The recognised environmental benefits of MMC are also a major draw as healthcare construction looks to keep its net zero promises. From the reduction in embodied carbon inherent in the use of recycled and low carbon products, to the improved airtightness and thermal properties resulting from MMC’s greater construction precision – these factors are no longer nice-to-haves and are now central to MMC’s appeal to programmes like NHP.
Our own ongoing work with the Northumberland Healthcare Trust is helping deliver 650 pre-assembled modules (PAMs) and 17 prepacked MEP POD’s, using a Design for Manufacture & Assembly (DfMA) approach to Berwick Hospital – providing a quick and crucial upgrade to the local community. At a time where pressures on skilled workforces are high, MMC’s factory set-up provides greater resilience to the unpredictability of labour costs and other supply chain risks.
Hospitals, and particularly wards and ancillary areas, are designed in such a way that they can be easily repeatable at a high volume, which is ideal for modular construction work. The consistency of pre-fabrication as well as its quality and precision are well suited to the stringent demands of clinical space. Its repeatability also leads to a reduction in the design time and sign-off period, with aggregated demand of the premanufacture of repeatable components at scale reducing costs and providing predictability.
Building momentum in new sectors
The integration of a Platform design approach to construction within the government’s NHP is an encouraging sign for MMC. It shakes off the image that it is a novel concept and has potential to help propel the sector in the mainstream. To fulfil that ambition, however, more work still needs to be done to build confidence in the sector so that it can invest in the skills and scale-up needed to be truly transformational.

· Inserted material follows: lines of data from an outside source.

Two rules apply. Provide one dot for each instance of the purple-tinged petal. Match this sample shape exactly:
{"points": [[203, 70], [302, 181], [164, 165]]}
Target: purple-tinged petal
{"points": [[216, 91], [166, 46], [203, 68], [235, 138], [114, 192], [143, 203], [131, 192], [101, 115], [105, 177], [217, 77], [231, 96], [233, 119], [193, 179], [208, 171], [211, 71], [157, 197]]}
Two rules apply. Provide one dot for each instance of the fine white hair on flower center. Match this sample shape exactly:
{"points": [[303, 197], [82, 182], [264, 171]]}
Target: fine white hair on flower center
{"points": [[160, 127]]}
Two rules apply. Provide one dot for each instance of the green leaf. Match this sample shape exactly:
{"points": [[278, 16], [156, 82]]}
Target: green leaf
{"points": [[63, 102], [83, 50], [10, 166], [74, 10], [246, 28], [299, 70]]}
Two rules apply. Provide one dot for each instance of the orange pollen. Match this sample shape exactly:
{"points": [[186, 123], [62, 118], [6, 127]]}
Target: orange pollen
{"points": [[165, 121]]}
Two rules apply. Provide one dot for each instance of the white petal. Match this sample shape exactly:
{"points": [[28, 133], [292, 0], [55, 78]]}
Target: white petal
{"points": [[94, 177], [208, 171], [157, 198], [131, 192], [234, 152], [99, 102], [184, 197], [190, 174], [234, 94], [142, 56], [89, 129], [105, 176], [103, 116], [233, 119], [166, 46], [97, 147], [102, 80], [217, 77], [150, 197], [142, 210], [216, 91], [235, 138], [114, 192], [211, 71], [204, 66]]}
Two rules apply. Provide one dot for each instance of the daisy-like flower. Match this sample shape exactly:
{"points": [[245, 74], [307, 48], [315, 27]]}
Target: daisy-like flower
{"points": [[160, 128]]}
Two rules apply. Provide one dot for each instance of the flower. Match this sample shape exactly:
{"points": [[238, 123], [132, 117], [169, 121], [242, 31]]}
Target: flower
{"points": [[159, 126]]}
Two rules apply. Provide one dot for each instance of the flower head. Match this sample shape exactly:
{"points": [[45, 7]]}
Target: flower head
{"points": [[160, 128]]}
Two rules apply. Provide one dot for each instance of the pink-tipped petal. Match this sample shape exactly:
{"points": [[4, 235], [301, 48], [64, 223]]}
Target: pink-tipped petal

A critical step is to champion and showcase how the sector has changed and matured – playing on the lessons of healthcare. This needs to happen right from the outset of programme and project planning, helping clients understand MMC as an option in the first decision and design stages and setting out the efficiency and value.
To do this, the industry needs to position itself in the context of a wider trend towards digitalisation. Projects comfortable with being digital from first principles, and which use the full range of digital tools, will be a more natural fit for an MMC approach. Options and variations can be assessed using BIM and digital twins to consider best fit MMC solutions which standardise the design.
At the most advanced end, technology like virtual reality and augmented reality can be used to help clients visualise plans and designs and significantly reduce detailing and interface risk. By optimising the design of the product, it is possible to manufacture and assemble structures in ways that are simpler, safer and at a lower cost, while also reducing waste and improving quality. Factories and large sites can become assembly hubs of components and sub-assemblies rather than traditional construction sites.
The key to successful implementation for clients is establishing their MMC strategy as early as possible and finding the right solution for the project or programme. From there, clients need to be given informed decisions to achieve maximum value within the project constraints – identifying the most viable MMC solution.
As clients aspire to deliver faster, greener and smarter large-scale portfolios a shift towards the industrialisation of the construction industry is afoot. This demand, buoyed by a guaranteed pipeline of work to secure inward investment and change, will need the support of a supply chain that can reliably deliver high quality component and products at pace.
In our work, we are seeing this balance already start to shift, with government, major clients and contractors increasingly placing their confidence in MMC, and the results across healthcare demonstrating the approaches’ transformative potential. It’s our responsibility as a sector to now go further – educating the market on the opportunity to embed modern and digital methods across projects and set out the benefits of MMC to clients at the earliest stages. We’re on the cusp of a bright technological future, and it will help the construction industry as a whole better deliver on the needs of the country.